Ask HN: Recruiters, what non-technical questions do you ask? - zuck9
======
thepragmattic
Need a little clarification on that one..."technically" every question a
Recruiter asks, which isn't related to a technical question, is non-technical
;)

If we aren't discussing the difference between OOP and functional programming,
and in what situation you would use one of the other, I'm always interested in
what sort of projects an Engineer/Developer is involved with outside of
work...whether being a part of a large open source project, machine learning,
arduino/raspi, etc. We look for people who are passionate about working with
tech.

------
petr_tik
Non-native English speakers are usually assessed on the quality of English
they speak and are asked how comfortable they feel presenting or talking in
public.
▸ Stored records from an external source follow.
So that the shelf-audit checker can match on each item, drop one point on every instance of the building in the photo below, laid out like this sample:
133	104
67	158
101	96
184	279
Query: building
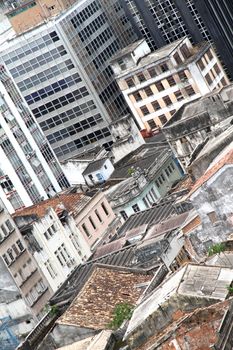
211	197
148	174
190	288
25	15
155	85
22	266
29	170
112	286
198	121
98	171
62	67
162	22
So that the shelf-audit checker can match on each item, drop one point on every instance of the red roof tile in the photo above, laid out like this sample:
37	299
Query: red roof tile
226	159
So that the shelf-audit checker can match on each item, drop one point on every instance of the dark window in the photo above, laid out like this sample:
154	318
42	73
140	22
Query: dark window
104	209
164	67
167	100
171	81
137	96
141	78
135	208
148	91
144	110
124	215
159	86
155	105
182	76
130	82
178	95
163	119
84	227
92	223
152	72
201	64
152	124
190	90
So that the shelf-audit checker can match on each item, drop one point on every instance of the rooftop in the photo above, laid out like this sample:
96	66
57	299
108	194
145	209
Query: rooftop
73	202
94	166
152	216
167	226
128	49
222	160
144	157
201	105
192	280
105	286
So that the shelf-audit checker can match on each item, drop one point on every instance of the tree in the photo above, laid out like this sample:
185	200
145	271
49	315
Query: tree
121	313
219	248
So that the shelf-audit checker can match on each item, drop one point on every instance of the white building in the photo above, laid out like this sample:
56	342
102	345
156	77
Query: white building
29	171
156	84
57	245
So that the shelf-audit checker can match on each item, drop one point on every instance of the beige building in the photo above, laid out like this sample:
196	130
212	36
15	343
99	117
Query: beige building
31	13
31	282
155	85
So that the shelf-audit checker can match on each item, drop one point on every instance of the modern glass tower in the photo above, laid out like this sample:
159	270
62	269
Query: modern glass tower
29	170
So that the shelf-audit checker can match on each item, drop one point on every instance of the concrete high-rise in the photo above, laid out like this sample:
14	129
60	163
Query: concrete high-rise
62	67
164	21
29	170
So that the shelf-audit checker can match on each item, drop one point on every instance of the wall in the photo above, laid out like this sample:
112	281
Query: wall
104	172
215	195
89	211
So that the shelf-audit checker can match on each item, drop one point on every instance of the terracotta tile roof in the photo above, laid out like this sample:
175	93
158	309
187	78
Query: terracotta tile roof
106	287
73	202
226	159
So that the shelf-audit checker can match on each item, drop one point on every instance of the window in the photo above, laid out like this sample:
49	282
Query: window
137	96
178	95
167	100
155	105
177	58
189	90
130	82
84	227
171	81
213	217
148	91
217	69
135	208
144	110
201	64
209	54
164	67
163	119
98	216
50	269
152	72
151	124
4	230
208	79
9	225
92	222
104	209
5	258
182	76
159	86
141	78
185	51
20	245
124	215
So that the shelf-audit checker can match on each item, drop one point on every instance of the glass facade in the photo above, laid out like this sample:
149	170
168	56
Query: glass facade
63	71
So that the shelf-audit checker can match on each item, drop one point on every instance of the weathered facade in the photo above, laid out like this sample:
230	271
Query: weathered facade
194	122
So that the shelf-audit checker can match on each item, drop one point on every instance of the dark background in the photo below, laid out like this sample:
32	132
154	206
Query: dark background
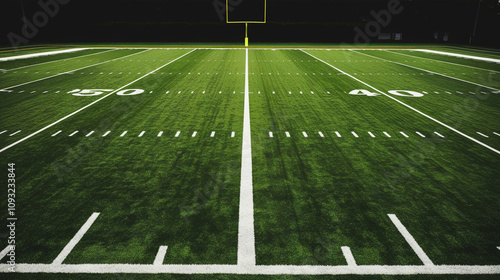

Even for roles that require no evangelizing, communication ability and
team fit is key and correlates heavily with one's ability to communicate in a
friendly manner.

------
Terr_
I'm always afraid someone is going to ask "describe a time when you had a
conflict with a coworker and how you resolved it", because the answer is
usually something like "that didn't really happen much" or "I stoically did
their work for them and try to avoid tasks that involve dealing with them
again."

------
Gustomaximus
Not a recruiter, but I look for questions that dont have a right answer but
show how they think. Eg "Is it better to deliver work better to be perfect and
late or on time and less than perfect".